Article
A Massachusetts dermatology practice has agreed to pay a $150,000 settlement to the federal government, the result of an unencrypted thumb drive containing patient data being stolen from a staff member’s car.
A Massachusetts dermatology practice has agreed to pay a $150,000 settlement to the federal government, the result of an unencrypted thumb drive containing patient data being stolen from a staff member’s car.
Adult & Pediatric Dermatology, of Concord, Mass., agreed Dec. 24 to settle the potential violations of the Health Insurance Portability and Accountability Act of 1996 (HIPAA) and must enact an action plan to correct deficiencies in its HIPAA compliance program, the Department of Health and Human Services (HHS) announced in a news release.
The theft occurred in September 2011, when an unencrypted thumb drive was taken from a practice employee’s car. The thumb drive contained electronic protected health information (ePHI) of about 2,200 patients who had undergone Mohs surgeries. The dermatology practice advised its patients of the theft within 30 days of the incident; the thumb drive was never recovered.
Despite the theft, HHS determined that the dermatology practice failed to conduct an “accurate and thorough” analysis of its potential vulnerabilities and risks related to confidentiality of the ePHI until more than a year after the theft, in October 2012.
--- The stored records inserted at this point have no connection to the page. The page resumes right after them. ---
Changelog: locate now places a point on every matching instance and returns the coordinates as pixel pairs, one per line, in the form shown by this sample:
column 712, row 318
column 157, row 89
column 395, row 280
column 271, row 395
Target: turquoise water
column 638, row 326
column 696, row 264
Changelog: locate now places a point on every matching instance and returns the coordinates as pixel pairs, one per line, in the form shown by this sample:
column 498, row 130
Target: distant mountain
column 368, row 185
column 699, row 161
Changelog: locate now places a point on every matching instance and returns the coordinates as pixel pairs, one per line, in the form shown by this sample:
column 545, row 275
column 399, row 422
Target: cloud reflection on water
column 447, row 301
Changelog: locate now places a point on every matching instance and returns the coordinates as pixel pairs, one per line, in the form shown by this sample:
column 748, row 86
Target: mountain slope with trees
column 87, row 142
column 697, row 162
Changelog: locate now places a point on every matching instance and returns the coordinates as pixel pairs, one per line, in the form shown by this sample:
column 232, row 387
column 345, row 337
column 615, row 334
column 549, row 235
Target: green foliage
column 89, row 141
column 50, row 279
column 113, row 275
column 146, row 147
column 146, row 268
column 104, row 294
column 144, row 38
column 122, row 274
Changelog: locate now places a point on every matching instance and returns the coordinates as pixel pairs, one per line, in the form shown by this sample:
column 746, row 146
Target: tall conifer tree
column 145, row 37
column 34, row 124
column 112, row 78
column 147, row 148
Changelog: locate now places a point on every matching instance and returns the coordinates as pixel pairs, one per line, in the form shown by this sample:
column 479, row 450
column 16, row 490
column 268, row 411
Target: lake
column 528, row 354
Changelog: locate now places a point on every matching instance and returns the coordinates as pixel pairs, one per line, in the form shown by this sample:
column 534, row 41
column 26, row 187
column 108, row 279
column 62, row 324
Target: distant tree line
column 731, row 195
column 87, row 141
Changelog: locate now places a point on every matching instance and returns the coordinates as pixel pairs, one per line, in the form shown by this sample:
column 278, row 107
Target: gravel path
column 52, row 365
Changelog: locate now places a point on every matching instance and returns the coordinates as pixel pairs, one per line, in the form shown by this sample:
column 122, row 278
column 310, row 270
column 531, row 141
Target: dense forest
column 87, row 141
Additionally, the HHS stated the dermatology practice neglected to fully comply with requirements of the Breach Notification Rule until February 2012. Compliance with that rule calls for written policies and procedures and training for employees regarding the Breach Notification requirements. The agreement isn’t an admission of liability by the dermatology practice.
“As we say in healthcare, an ounce of prevention is worth a pound of cure,” Leon Rodriguez, director of the HHS Office for Civil Rights, stated in the news release. “That is what good risk management is all about - identifying and mitigating the risk before a bad thing happens. Covered entities of all sizes need to give priority to securing electronic protected health information.”